Because the highlight stays on the original link when going to any internal link, as soon as you start using the keyboard you get thrown right back to where you started!
And this doesn’t just affect Skip to content links, it makes any internal link if not useless then extremely frustrating with keyboard navigation.
It’s not a ridiculous way for things to behave if you think about it from one angle. But if you’re thinking about it from this angle, it’s pretty bad, wouldn’t you say?
So What Do I Do?
For now, an article by Terril Thompson has some great explanations and a workaround that uses JavaScript to make a fully-working-in-every-browser skip-link solution. Fwiebsls!

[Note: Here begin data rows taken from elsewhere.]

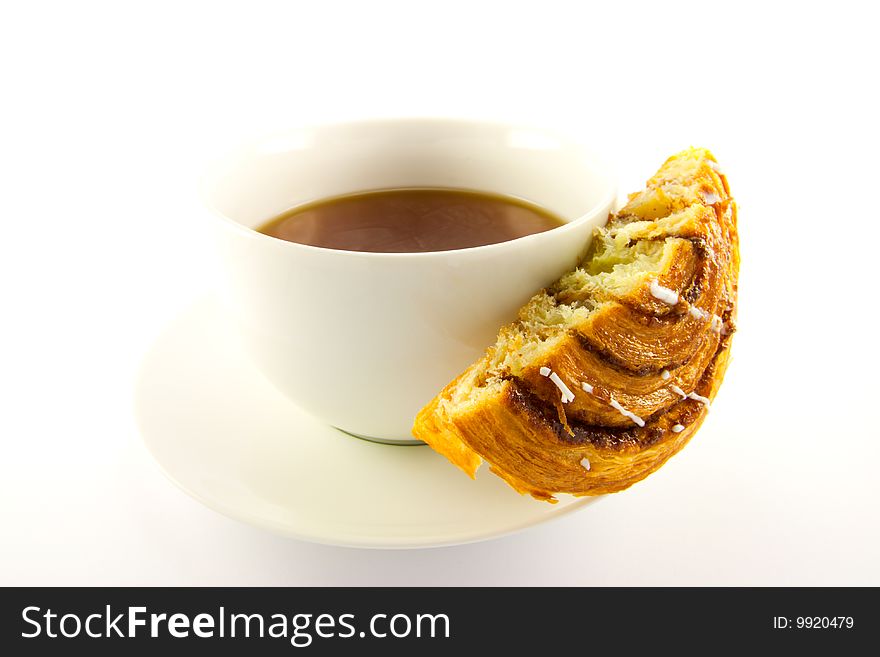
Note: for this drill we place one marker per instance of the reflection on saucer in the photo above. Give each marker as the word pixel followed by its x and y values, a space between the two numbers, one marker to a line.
pixel 223 434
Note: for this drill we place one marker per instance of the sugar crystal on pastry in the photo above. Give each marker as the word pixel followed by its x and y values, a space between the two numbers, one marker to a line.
pixel 601 323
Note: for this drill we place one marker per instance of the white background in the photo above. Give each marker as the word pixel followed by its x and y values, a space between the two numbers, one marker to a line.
pixel 108 109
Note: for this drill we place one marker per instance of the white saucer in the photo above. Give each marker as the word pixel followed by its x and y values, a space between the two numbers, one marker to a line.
pixel 223 434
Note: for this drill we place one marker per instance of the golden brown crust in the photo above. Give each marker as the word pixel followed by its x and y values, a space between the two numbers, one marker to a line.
pixel 637 351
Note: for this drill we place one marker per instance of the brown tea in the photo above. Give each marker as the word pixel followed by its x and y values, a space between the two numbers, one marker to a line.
pixel 410 221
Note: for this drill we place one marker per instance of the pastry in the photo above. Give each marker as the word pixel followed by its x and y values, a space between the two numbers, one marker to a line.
pixel 609 371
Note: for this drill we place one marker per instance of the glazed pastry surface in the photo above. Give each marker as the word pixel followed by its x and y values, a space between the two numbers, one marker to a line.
pixel 609 371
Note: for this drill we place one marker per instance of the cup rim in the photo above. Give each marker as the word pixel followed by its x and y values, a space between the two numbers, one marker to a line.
pixel 607 199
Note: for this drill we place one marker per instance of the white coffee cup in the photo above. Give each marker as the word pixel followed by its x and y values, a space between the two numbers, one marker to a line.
pixel 364 340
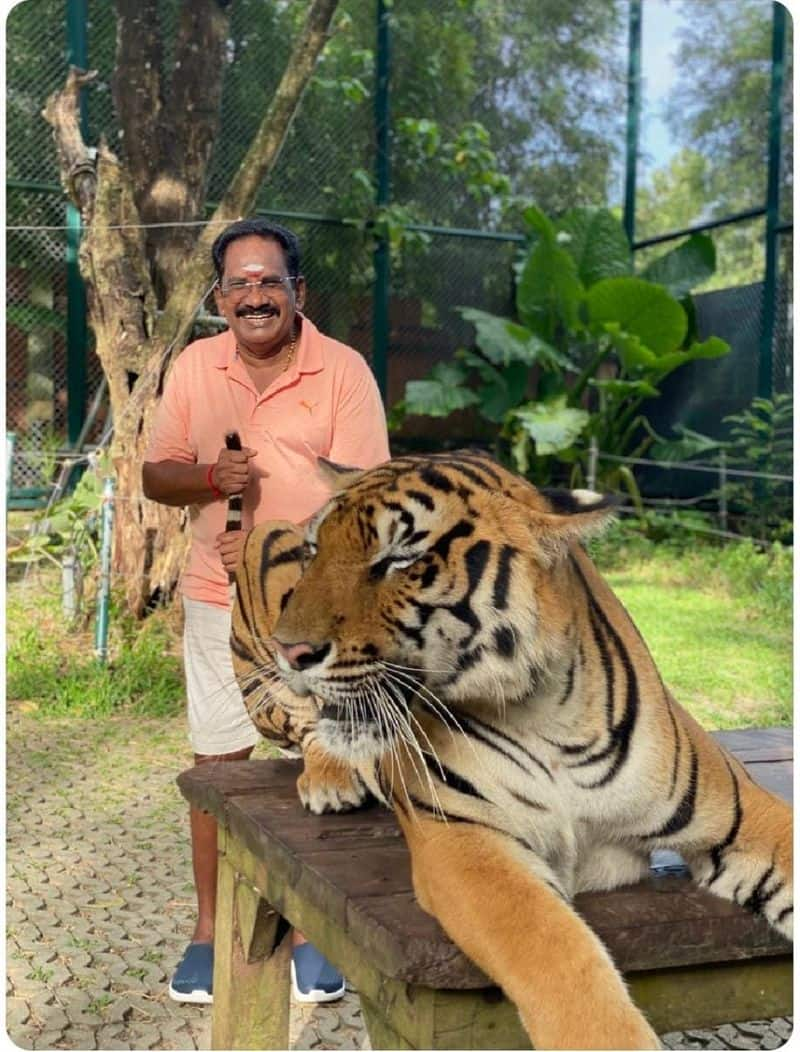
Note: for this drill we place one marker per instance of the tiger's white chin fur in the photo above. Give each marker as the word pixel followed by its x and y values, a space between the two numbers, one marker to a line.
pixel 366 744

An alternate version is also available, but I’d recommend the first as it handles inline links generally, not just skip-links (though it does require jQuery).
[NB: I've slightly modified Terril's jQuery as outlined below because it had issues with href='#' anchors]

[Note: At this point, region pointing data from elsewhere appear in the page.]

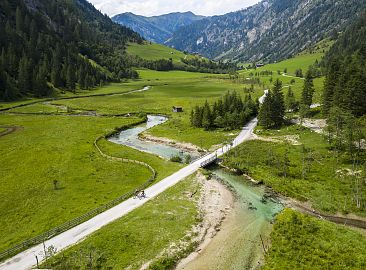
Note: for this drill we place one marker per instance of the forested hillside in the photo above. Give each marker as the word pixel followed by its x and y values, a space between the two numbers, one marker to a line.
pixel 269 31
pixel 48 44
pixel 157 28
pixel 345 85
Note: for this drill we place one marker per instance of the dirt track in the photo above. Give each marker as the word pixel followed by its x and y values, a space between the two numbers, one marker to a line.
pixel 9 129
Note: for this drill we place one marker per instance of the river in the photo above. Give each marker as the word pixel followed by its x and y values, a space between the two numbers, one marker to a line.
pixel 238 245
pixel 130 137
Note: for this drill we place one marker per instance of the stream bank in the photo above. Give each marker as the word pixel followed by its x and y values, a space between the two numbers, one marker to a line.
pixel 237 243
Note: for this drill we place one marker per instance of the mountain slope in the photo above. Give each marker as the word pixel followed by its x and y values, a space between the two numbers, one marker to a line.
pixel 158 28
pixel 345 63
pixel 270 31
pixel 48 44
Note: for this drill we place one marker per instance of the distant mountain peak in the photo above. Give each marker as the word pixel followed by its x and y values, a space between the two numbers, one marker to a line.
pixel 271 30
pixel 157 28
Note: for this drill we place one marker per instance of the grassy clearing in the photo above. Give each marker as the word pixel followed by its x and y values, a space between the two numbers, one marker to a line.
pixel 154 51
pixel 303 62
pixel 311 175
pixel 105 90
pixel 303 242
pixel 160 100
pixel 36 108
pixel 163 167
pixel 140 236
pixel 171 76
pixel 292 64
pixel 57 148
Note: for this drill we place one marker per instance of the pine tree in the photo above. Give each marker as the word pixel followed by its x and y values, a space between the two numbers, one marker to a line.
pixel 308 90
pixel 24 81
pixel 278 104
pixel 265 116
pixel 19 20
pixel 206 116
pixel 291 103
pixel 70 78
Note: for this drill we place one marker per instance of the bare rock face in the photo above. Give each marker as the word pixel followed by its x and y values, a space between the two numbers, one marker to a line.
pixel 270 31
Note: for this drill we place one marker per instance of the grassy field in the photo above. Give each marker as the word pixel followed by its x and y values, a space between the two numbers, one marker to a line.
pixel 140 236
pixel 187 91
pixel 312 174
pixel 302 61
pixel 303 242
pixel 105 90
pixel 153 51
pixel 60 148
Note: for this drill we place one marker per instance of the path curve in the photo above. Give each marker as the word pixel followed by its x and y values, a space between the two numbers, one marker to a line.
pixel 146 88
pixel 9 129
pixel 26 259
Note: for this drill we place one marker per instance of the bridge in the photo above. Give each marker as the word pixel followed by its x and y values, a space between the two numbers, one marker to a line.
pixel 209 161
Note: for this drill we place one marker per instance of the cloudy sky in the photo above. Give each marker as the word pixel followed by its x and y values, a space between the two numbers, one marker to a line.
pixel 158 7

// Apply focus properly when accessing internal links with keyboard in WebKit browsers.
$("a[href^='#']").not("a[href]='#'").click(function() {
$("#"+$(this).attr("href").slice(1)+"").focus();
});
So great! There’s a workaround. But that only helps the person that happens to be on the site that you designed using the workaround. That’s probably not most people who need it to work. It also doesn’t help the broader problem of wonky internal links.

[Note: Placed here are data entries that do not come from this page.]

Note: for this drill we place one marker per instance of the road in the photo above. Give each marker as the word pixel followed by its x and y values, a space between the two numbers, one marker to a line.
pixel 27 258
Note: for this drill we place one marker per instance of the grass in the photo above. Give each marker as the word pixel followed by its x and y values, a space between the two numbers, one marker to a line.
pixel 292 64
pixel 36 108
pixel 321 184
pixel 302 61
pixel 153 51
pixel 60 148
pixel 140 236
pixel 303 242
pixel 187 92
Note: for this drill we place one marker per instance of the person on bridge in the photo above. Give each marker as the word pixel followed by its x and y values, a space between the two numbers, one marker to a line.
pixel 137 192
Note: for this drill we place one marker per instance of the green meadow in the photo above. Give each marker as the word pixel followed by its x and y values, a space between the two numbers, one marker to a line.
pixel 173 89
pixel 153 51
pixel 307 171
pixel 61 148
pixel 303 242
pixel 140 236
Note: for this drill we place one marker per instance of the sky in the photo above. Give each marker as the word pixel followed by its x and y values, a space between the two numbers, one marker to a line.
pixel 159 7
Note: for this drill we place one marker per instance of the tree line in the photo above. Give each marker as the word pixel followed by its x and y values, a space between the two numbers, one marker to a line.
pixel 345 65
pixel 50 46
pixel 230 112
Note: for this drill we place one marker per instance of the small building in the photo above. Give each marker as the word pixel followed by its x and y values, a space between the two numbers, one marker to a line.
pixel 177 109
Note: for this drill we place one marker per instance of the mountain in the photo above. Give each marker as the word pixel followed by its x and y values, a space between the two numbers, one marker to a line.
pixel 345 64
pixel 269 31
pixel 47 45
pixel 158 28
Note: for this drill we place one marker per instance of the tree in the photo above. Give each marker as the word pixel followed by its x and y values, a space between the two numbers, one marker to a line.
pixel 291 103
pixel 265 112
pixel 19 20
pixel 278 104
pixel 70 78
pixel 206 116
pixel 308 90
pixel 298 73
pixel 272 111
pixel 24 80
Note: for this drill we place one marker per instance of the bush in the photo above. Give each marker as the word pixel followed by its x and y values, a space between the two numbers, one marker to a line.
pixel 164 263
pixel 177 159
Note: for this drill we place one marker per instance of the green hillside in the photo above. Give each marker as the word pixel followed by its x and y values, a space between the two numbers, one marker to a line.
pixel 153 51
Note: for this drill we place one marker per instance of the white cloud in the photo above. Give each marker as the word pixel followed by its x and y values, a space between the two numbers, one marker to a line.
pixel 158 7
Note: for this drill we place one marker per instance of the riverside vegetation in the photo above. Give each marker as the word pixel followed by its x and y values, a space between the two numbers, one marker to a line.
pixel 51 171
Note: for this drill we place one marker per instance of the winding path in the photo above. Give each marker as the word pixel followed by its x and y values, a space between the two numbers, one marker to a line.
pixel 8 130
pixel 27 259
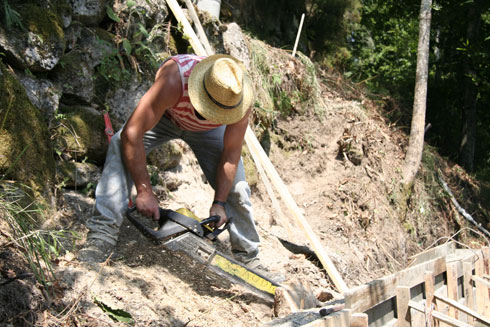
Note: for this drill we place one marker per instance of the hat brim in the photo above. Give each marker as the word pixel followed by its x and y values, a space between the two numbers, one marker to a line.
pixel 205 106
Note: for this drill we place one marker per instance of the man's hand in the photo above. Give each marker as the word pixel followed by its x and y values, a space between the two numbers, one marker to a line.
pixel 218 210
pixel 147 204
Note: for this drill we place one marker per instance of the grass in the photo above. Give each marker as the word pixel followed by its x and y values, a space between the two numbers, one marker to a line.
pixel 39 247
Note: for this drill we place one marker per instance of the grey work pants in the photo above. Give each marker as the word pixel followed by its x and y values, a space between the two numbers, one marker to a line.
pixel 114 187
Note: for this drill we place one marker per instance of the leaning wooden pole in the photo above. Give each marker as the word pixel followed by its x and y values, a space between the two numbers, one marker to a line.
pixel 254 146
pixel 257 150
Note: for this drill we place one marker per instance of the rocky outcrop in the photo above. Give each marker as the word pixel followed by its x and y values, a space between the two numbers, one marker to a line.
pixel 26 154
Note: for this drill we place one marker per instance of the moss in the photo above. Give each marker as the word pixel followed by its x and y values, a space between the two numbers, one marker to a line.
pixel 44 22
pixel 81 134
pixel 26 154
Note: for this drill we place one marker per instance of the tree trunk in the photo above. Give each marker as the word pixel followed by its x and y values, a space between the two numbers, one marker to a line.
pixel 468 132
pixel 416 143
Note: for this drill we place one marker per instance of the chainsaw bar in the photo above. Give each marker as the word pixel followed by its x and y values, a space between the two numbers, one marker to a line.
pixel 181 236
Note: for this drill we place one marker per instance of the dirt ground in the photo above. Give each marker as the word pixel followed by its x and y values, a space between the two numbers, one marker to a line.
pixel 341 169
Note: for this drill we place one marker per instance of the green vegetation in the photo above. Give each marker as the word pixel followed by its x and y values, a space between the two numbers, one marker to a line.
pixel 25 154
pixel 39 247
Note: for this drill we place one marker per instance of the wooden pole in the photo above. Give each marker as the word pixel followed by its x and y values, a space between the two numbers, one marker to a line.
pixel 452 287
pixel 468 287
pixel 275 204
pixel 200 30
pixel 429 297
pixel 193 39
pixel 297 35
pixel 402 299
pixel 254 146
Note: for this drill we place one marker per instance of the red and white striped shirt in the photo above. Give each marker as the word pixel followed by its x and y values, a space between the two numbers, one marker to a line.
pixel 183 114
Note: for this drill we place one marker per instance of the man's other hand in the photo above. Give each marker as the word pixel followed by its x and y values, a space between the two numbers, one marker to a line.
pixel 147 204
pixel 218 210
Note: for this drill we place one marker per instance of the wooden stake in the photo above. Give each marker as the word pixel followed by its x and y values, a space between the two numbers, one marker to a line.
pixel 270 191
pixel 200 30
pixel 452 287
pixel 254 146
pixel 429 297
pixel 297 35
pixel 402 299
pixel 481 290
pixel 193 40
pixel 439 316
pixel 464 309
pixel 468 287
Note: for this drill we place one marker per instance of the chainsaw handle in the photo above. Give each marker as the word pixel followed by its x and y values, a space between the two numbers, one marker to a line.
pixel 212 219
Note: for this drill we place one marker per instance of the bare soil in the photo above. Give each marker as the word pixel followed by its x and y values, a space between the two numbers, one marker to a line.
pixel 342 169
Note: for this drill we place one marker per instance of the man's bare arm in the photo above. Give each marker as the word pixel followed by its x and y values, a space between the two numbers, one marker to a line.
pixel 163 94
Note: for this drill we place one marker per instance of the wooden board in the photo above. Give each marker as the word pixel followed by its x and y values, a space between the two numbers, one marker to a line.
pixel 370 294
pixel 431 254
pixel 402 299
pixel 464 309
pixel 439 316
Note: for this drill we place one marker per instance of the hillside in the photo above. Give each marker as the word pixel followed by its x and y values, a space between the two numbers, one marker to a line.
pixel 340 160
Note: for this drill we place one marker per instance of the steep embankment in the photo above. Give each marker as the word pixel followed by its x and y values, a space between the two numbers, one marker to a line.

What really needs to be changed is this default browser behaviour. The easier it is for a site to be accessible out of the box without any arcane bug/hack/workaround knowledge requirement, the more accessible the web will be in general. And that’s a good thing.
Today in my searches I found the bug report I mentioned up-top. I don’t see a way to encourage it to be solved, though. There’s a similar bug report on the Chromium issue tracker (Chromium is the open source framework that Google Chrome is based on). If everyone I know and everyone you know goes to that page and clicks the star to ‘favourite’ the issue, maybe more people will take notice. So please do that! And if you are into web standards and accessibility, share that link around!
Please let me know your thoughts on this, or if you have ideas of how to get this addressed quicker, or worked around more elegantly or if you don’t think it’s important at all.
(And don’t you worry the irony of me posting this on a site without a skip-link is not lost on me)
Huge thanks to Aaron Gustafson and .Net Magazine for spreading the word on this!